Задумаемся, а что могли в свое время читать по экономической и социальной истории, особенно о неевропейском мире, такие мыслители, как Монтескье, Маркс, да даже еще и Макс Вебер или Шпенглер? В те времена основной упор (и, заметим, интеллектуальный престиж) приходился на углубленное текстологическое знание, особенно религиозного и философского канона. Виртуозное владение мертвыми и современными языками было вознесено на высоты, едва ли возможные сегодня. Политическая история, прежде всего Запада, была подробно изучена по хроникам. Но это была преимущественно история идей и великих личностей, лишь самых верхних уровней общественной организации. При этом археология едва выходила из состояния элементарного поиска сокровищ, востоковедение и антропология «примитивных обществ» создавалась любителями из миссионеров и колониальных офицеров. Мы склонны забывать, что общественным наукам вообще-то пока всего три-четыре поколения от роду, что серьезные результаты, основанные на эмпирических обобщениях, стали реально доступны только к середине XX в.

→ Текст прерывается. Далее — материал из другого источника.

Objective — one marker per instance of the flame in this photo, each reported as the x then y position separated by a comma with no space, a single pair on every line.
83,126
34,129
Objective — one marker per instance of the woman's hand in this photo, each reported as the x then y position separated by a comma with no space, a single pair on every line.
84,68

В биографии известных ученых (как, впрочем, и художников) нередко можно четко вычленить момент озарения, точнее, кристаллизации дотоле неоформленных склонностей и интуитивных интересов. Характерно, что еще до войны, учась в аспирантуре, Мак-Нил избрал совершенно материалистическую и буквально приземленную тему-о роли картофеля в истории Ирландии. Вернувшись с войны, Мак-Нил начинает преподавать в своей чикагской Alma Mater курс по истории Западной цивилизации с античности до современности. Этот курс входил в экспериментальную программу обязательного базового обучения, которую по замыслу нового ректора Университета Чикаго должны были проходить все студенты, от философов до физиков. Замысел был грандиозен – возродить энциклопедизм эпохи Просвещения на уровне знаний XX в. Курсы преподавались совместно группами преподавателей с совершенно разных отделений уни- верситета.( 3*) Мак-Нил, впрочем, выделился сразу способностью к ясному изложению сути того или иного исторического периода и талантом к четкому обобщению. В книге, которую Вы держите в руках, как будто все элементарно просто. Но ради эксперимента, попробуйте-ка писать и читать лекции в стиле Мак-Нила.

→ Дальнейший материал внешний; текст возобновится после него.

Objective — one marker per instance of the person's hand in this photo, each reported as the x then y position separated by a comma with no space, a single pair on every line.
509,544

В ходе совместного преподавания Мак-Нил знакомится с такими впоследствии важнейшими историками своего поколения, как исламовед Маршалл Ходжсон и исследователь Московского царства Ричард Хелли. В те годы именно Университет Чикаго выдвигается на первое место в США по всем интеллектуальным меркам. Скажем, став отцом семейства, свой первый семейный дом молодой профессор Мак-Нил покупает поблизости от работы, в чикагском Гайд-Парке, у физика Энрико Ферми. Соседом оказался экономист Милтон Фридман, которого Мак-Нил вспоминает как несносно заносчивого доктринера, совершенно не заинтересованного в том, как его идеи соотносятся с историческим опытом. Эти картинки дают некоторое представление о градусе интеллектуального напряжения и статусе той профессиональной среды, в которой работал Мак-Нил.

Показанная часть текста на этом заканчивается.